Skip to main content

Machine Learning, Data, and the Future of Open Source

By February 20, 2017 No Comments
machine learning abacus

I’m not saying traditional software development is dead.  There will continue to be a market for software built on classes, functions and if-then-else statements for decades to come.  The bleeding edge of software development, however, has moved to a new paradigm – machine learning.

Machine learning is a programming technique where data is used to train an algorithm.  For example, a large set of images might be tagged with a text description of what is in them.  These images and the associated tags are then processed by a neural network.  The resulting software is then capable of processing a single image and – if the data set was comprehensive enough – providing a text description of what is in it.

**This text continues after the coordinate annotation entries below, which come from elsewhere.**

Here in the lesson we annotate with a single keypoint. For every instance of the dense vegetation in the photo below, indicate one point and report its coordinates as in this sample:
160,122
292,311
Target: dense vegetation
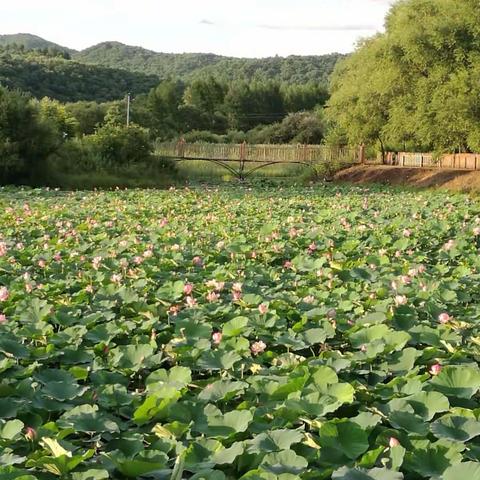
176,335
416,86
45,141
293,69
49,74
28,41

machine learning image recognition


This approach to software development is revolutionizing the way many businesses handle data.  Companies like Google, Facebook and Amazon are applying this technique to their enormous data sets to provide accurate search results, spam filtering, and even product suggestions.

Though many of the machine learning frameworks are open source (TensorFlow is an excellent example) the data underpinning them is not and, without data, the frameworks aren’t tremendously useful.  This means that open source communities are getting left behind.

Here at Mycroft, we aim to change that – at least in the realm of human-machine interfaces and speech to text.  With our user’s permission, we plan to make both the user interaction and the audio samples Mycroft is processing available for training machine learning systems.

Now, before folks go off the rails about privacy, we are aware that we need to protect our user’s privacy.  Here at Mycroft we view privacy as a basic human right and will go to significant lengths to protect it.  Before we publish any data we plan to anonymize it securely and remove any private or personally identifiable information.  How?  Good question.  We are still working that out which is why we haven’t published any data yet.  We may use differential privacy, paid reviewers or secure sandboxes.  Regardless, we plan to make sure that we keep user data secure while also making it available.

We plan to run this program using an opt-in method where users make their own decision about whether or not they want their data used to improve the underlying technology.  Though we expect many users will want to, others might choose to keep their data private and that’s fine.

Our commitment to our core principles – Fast, Open, Simple, Strong is absolute and being open is a key principle.  Let’s work together to build an open data set to improve the state of the art in open source machine learning so that we can truly build an AI for everyone.